Oz picks up some old notes and reads them:
"Let me describe the Ricci scalar, R, in 2d. This is positive at a given point if the surface looks locally like a sphere or ellipsoid there, and negative if it looks like a hyperboloid --- or "saddle". If the R is positive at a point, the angles of a small triangle there made out of geodesics add up to a bit more than 180 degrees. If R is negative, they add up to a bit less."
"For example, a round sphere of radius r has Ricci scalar curvature R = 2/r^2 at every point."
Oz coughs. "Well, I don't like to mention this, but nobody has mentioned a Ricci SCALAR before."
"WHAT??????????" The wizard, obviously still stressed from the previous incident, goes ballistic. He waves his staff about and shoots fireballs in all four directions of the compass, cursing with anger. "Listen here, Oz! I keep careful notes on EVERYTHING I EVER TELL YOU, so don't say I never mentioned the Ricci scalar. Here's what I said, and I quote...." He ruffles around on his desk through enormous stacks of yellowing papers, pauses, scratches his head, and then yanks out one from the middle of the very tallest pile. "Ahem:
"The EINSTEIN TENSOR. The matrix g_{ab} is invertible and we write its inverse as g^{ab}. We use this to cook up some tensors starting from the Riemann curvature tensor and leading to the Einstein tensor, which appears on the left side of Einstein's marvelous equation for general relativity. We will do this using coordinates to save time... though later we should do this over again without coordinates. This part is the only profound and mysterious part, at least to me.
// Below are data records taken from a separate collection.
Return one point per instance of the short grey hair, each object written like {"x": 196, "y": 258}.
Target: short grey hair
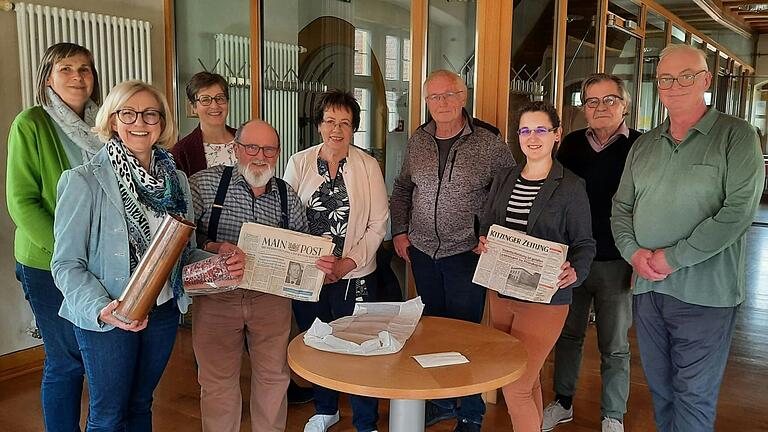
{"x": 444, "y": 73}
{"x": 602, "y": 77}
{"x": 239, "y": 131}
{"x": 670, "y": 49}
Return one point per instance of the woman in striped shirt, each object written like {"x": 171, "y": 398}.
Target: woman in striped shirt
{"x": 544, "y": 200}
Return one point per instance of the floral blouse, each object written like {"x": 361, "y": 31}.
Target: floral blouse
{"x": 328, "y": 214}
{"x": 328, "y": 209}
{"x": 220, "y": 154}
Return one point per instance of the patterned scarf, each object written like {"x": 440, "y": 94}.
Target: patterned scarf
{"x": 76, "y": 129}
{"x": 158, "y": 190}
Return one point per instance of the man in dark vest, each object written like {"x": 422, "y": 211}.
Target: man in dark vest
{"x": 224, "y": 199}
{"x": 597, "y": 154}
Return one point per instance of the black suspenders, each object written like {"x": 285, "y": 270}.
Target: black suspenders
{"x": 221, "y": 194}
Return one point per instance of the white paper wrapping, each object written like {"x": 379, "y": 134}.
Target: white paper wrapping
{"x": 372, "y": 329}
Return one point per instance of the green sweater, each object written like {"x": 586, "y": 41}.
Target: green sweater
{"x": 696, "y": 199}
{"x": 36, "y": 160}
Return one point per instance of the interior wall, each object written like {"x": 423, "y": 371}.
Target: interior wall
{"x": 15, "y": 315}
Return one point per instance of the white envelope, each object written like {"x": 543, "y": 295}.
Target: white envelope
{"x": 440, "y": 359}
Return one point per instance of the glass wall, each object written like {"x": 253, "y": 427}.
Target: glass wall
{"x": 579, "y": 60}
{"x": 533, "y": 24}
{"x": 451, "y": 40}
{"x": 723, "y": 83}
{"x": 650, "y": 110}
{"x": 622, "y": 50}
{"x": 362, "y": 47}
{"x": 211, "y": 38}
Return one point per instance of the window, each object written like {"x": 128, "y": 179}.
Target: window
{"x": 392, "y": 116}
{"x": 362, "y": 52}
{"x": 362, "y": 137}
{"x": 407, "y": 60}
{"x": 392, "y": 58}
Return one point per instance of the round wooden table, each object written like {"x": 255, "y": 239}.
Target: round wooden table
{"x": 495, "y": 359}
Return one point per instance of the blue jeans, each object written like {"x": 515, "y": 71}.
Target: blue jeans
{"x": 608, "y": 286}
{"x": 62, "y": 386}
{"x": 123, "y": 369}
{"x": 684, "y": 350}
{"x": 446, "y": 288}
{"x": 336, "y": 301}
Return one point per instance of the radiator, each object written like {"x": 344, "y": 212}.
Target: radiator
{"x": 233, "y": 62}
{"x": 281, "y": 95}
{"x": 121, "y": 46}
{"x": 282, "y": 87}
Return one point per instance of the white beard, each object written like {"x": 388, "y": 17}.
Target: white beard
{"x": 256, "y": 178}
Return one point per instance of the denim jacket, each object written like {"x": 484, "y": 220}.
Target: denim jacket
{"x": 91, "y": 264}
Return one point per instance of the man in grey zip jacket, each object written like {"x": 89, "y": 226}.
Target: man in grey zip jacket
{"x": 435, "y": 208}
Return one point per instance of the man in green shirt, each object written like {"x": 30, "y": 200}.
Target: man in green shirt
{"x": 688, "y": 194}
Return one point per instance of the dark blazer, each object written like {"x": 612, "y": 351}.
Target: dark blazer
{"x": 560, "y": 213}
{"x": 189, "y": 153}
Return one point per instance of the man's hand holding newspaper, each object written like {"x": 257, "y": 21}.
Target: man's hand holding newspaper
{"x": 519, "y": 265}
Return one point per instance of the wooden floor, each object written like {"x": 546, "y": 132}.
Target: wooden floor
{"x": 743, "y": 401}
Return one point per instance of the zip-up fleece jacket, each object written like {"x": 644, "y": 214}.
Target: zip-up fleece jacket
{"x": 442, "y": 217}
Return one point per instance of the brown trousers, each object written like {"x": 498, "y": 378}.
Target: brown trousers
{"x": 538, "y": 326}
{"x": 220, "y": 324}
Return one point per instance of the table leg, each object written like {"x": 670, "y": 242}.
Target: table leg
{"x": 406, "y": 415}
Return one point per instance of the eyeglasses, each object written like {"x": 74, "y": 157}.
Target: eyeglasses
{"x": 254, "y": 149}
{"x": 205, "y": 100}
{"x": 539, "y": 131}
{"x": 444, "y": 96}
{"x": 608, "y": 100}
{"x": 332, "y": 124}
{"x": 129, "y": 116}
{"x": 684, "y": 80}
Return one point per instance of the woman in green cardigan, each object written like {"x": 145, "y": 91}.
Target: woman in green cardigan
{"x": 43, "y": 142}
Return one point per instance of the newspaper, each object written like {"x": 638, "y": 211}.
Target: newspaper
{"x": 372, "y": 329}
{"x": 520, "y": 266}
{"x": 282, "y": 262}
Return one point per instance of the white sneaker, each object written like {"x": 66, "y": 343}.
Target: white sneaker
{"x": 321, "y": 422}
{"x": 554, "y": 414}
{"x": 612, "y": 425}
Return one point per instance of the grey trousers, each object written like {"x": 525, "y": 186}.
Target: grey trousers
{"x": 608, "y": 286}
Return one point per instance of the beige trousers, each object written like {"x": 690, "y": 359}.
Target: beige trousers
{"x": 220, "y": 324}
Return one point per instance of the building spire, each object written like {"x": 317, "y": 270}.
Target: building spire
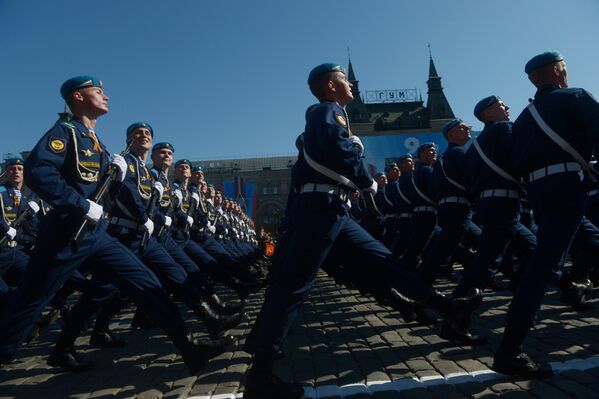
{"x": 437, "y": 104}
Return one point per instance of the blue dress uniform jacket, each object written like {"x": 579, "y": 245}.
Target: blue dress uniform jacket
{"x": 557, "y": 199}
{"x": 496, "y": 142}
{"x": 326, "y": 142}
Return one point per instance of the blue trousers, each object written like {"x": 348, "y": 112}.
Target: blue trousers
{"x": 319, "y": 221}
{"x": 500, "y": 225}
{"x": 558, "y": 205}
{"x": 54, "y": 260}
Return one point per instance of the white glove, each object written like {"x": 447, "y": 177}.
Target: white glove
{"x": 196, "y": 198}
{"x": 179, "y": 195}
{"x": 95, "y": 212}
{"x": 121, "y": 166}
{"x": 34, "y": 206}
{"x": 159, "y": 187}
{"x": 11, "y": 233}
{"x": 149, "y": 226}
{"x": 357, "y": 144}
{"x": 372, "y": 189}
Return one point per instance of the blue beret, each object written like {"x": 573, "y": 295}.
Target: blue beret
{"x": 540, "y": 60}
{"x": 78, "y": 82}
{"x": 406, "y": 156}
{"x": 449, "y": 125}
{"x": 424, "y": 146}
{"x": 484, "y": 103}
{"x": 139, "y": 125}
{"x": 390, "y": 166}
{"x": 14, "y": 161}
{"x": 324, "y": 68}
{"x": 164, "y": 144}
{"x": 182, "y": 161}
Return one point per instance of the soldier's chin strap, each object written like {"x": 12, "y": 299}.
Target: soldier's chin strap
{"x": 329, "y": 172}
{"x": 564, "y": 145}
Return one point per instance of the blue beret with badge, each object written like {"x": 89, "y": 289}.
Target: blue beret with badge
{"x": 78, "y": 82}
{"x": 164, "y": 144}
{"x": 14, "y": 161}
{"x": 449, "y": 125}
{"x": 324, "y": 68}
{"x": 540, "y": 60}
{"x": 139, "y": 125}
{"x": 425, "y": 146}
{"x": 484, "y": 103}
{"x": 390, "y": 166}
{"x": 183, "y": 161}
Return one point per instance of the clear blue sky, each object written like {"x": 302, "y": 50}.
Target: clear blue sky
{"x": 228, "y": 78}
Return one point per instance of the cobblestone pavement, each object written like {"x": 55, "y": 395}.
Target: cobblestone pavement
{"x": 343, "y": 346}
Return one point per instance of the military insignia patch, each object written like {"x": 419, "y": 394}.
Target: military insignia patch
{"x": 57, "y": 145}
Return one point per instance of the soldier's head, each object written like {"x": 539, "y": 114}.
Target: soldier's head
{"x": 427, "y": 153}
{"x": 197, "y": 174}
{"x": 85, "y": 96}
{"x": 392, "y": 171}
{"x": 14, "y": 172}
{"x": 162, "y": 155}
{"x": 457, "y": 132}
{"x": 405, "y": 163}
{"x": 381, "y": 179}
{"x": 140, "y": 135}
{"x": 547, "y": 68}
{"x": 183, "y": 169}
{"x": 492, "y": 109}
{"x": 328, "y": 82}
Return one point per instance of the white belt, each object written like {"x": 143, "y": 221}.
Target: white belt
{"x": 499, "y": 193}
{"x": 554, "y": 169}
{"x": 130, "y": 224}
{"x": 592, "y": 192}
{"x": 325, "y": 188}
{"x": 454, "y": 200}
{"x": 424, "y": 208}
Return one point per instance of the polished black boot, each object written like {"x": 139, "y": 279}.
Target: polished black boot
{"x": 511, "y": 360}
{"x": 63, "y": 354}
{"x": 225, "y": 308}
{"x": 216, "y": 323}
{"x": 261, "y": 383}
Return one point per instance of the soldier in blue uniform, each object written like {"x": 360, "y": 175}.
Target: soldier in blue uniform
{"x": 13, "y": 202}
{"x": 320, "y": 225}
{"x": 403, "y": 205}
{"x": 553, "y": 140}
{"x": 424, "y": 207}
{"x": 64, "y": 169}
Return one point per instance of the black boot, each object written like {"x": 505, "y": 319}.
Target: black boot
{"x": 105, "y": 339}
{"x": 261, "y": 383}
{"x": 511, "y": 360}
{"x": 195, "y": 354}
{"x": 216, "y": 323}
{"x": 64, "y": 355}
{"x": 225, "y": 308}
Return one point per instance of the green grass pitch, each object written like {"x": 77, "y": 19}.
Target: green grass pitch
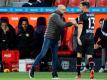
{"x": 47, "y": 76}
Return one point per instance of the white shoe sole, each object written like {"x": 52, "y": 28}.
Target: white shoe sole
{"x": 55, "y": 78}
{"x": 29, "y": 75}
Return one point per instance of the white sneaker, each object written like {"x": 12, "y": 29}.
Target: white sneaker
{"x": 101, "y": 70}
{"x": 84, "y": 70}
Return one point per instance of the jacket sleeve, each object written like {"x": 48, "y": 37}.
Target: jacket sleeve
{"x": 59, "y": 21}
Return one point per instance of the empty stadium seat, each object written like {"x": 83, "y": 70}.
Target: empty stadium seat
{"x": 101, "y": 3}
{"x": 92, "y": 3}
{"x": 74, "y": 3}
{"x": 64, "y": 2}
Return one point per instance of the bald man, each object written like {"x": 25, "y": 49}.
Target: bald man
{"x": 51, "y": 38}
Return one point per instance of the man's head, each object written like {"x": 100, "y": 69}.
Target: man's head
{"x": 61, "y": 8}
{"x": 84, "y": 6}
{"x": 101, "y": 21}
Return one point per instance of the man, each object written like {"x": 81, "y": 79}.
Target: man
{"x": 97, "y": 46}
{"x": 51, "y": 37}
{"x": 104, "y": 45}
{"x": 85, "y": 38}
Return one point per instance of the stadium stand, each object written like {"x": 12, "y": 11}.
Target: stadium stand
{"x": 74, "y": 3}
{"x": 101, "y": 3}
{"x": 64, "y": 2}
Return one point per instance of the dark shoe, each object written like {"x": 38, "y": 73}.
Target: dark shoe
{"x": 31, "y": 73}
{"x": 54, "y": 75}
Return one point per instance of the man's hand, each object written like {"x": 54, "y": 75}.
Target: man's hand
{"x": 96, "y": 46}
{"x": 74, "y": 22}
{"x": 79, "y": 42}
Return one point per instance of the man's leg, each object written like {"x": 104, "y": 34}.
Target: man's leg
{"x": 79, "y": 59}
{"x": 91, "y": 65}
{"x": 54, "y": 49}
{"x": 42, "y": 53}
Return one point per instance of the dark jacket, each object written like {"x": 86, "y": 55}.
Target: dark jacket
{"x": 24, "y": 38}
{"x": 55, "y": 24}
{"x": 8, "y": 40}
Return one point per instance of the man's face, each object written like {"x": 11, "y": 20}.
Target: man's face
{"x": 63, "y": 10}
{"x": 3, "y": 25}
{"x": 82, "y": 7}
{"x": 24, "y": 24}
{"x": 101, "y": 23}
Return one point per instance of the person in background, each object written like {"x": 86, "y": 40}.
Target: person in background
{"x": 101, "y": 41}
{"x": 85, "y": 39}
{"x": 7, "y": 36}
{"x": 51, "y": 38}
{"x": 25, "y": 38}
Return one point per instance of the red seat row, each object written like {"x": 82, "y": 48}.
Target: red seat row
{"x": 75, "y": 3}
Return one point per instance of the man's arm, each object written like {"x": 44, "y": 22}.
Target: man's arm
{"x": 59, "y": 22}
{"x": 80, "y": 28}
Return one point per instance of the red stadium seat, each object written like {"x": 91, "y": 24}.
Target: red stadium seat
{"x": 74, "y": 3}
{"x": 64, "y": 2}
{"x": 101, "y": 3}
{"x": 92, "y": 3}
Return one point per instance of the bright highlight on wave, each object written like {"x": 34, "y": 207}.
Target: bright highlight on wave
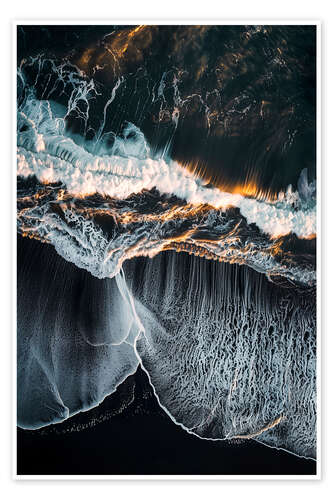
{"x": 127, "y": 169}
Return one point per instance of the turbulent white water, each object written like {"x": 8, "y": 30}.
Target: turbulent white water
{"x": 224, "y": 362}
{"x": 53, "y": 157}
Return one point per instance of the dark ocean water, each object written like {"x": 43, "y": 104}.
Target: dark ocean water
{"x": 235, "y": 104}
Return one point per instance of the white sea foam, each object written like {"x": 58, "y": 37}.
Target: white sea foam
{"x": 52, "y": 157}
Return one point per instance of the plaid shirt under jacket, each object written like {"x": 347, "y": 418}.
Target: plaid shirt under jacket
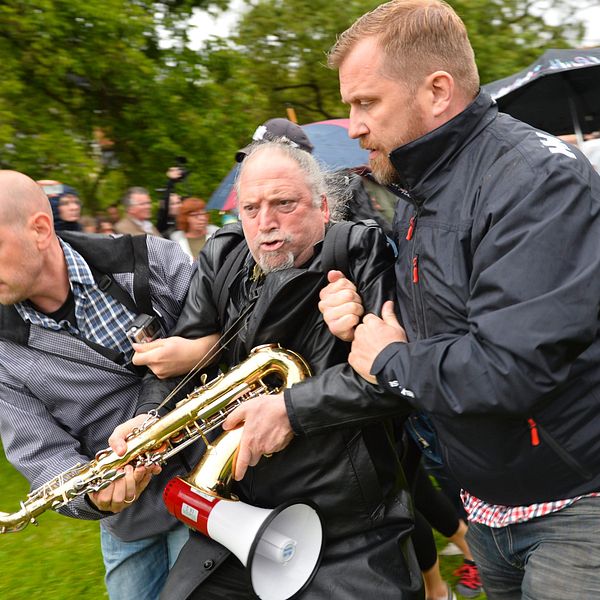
{"x": 60, "y": 399}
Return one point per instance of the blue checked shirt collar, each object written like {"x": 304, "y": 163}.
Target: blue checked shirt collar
{"x": 100, "y": 318}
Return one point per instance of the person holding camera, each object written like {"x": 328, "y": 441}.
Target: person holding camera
{"x": 66, "y": 381}
{"x": 138, "y": 213}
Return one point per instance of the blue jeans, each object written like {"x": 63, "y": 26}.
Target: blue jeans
{"x": 554, "y": 557}
{"x": 138, "y": 570}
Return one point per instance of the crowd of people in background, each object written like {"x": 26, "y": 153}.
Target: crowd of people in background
{"x": 185, "y": 220}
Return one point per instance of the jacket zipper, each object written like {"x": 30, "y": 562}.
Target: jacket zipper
{"x": 536, "y": 432}
{"x": 533, "y": 432}
{"x": 417, "y": 297}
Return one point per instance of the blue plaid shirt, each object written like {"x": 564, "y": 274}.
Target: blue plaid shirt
{"x": 100, "y": 318}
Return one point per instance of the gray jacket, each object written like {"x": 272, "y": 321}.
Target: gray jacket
{"x": 60, "y": 399}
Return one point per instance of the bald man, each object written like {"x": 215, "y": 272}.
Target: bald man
{"x": 66, "y": 380}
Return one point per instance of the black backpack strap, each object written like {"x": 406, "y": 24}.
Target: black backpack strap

Okay, starting from the Riemann tensor, which has components R^a_{bcd}, we now define the RICCI TENSOR to have components
R_{bd} = R^c_{bcd}
where as usual we sum over the repeated index c. Then we "raise an index" and define
R^a_d = g^{ab} R_{bd},
and then we define the RICCI SCALAR by
R = R^a_a
The Riemann tensor knows everything about spacetime curvature, but these gadgets distill certain aspects of that information which turn out to be important in physics. Finally, we define the Einstein tensor by
G_{ab} = R_{ab} - (1/2)R g_{ab}."
"Now GET OUT! How do you expect to become a sorcerer at this rate?"
Oz skulks out, thinking the old fellow must have drank too much coffee today... "What an old fart," he mutters.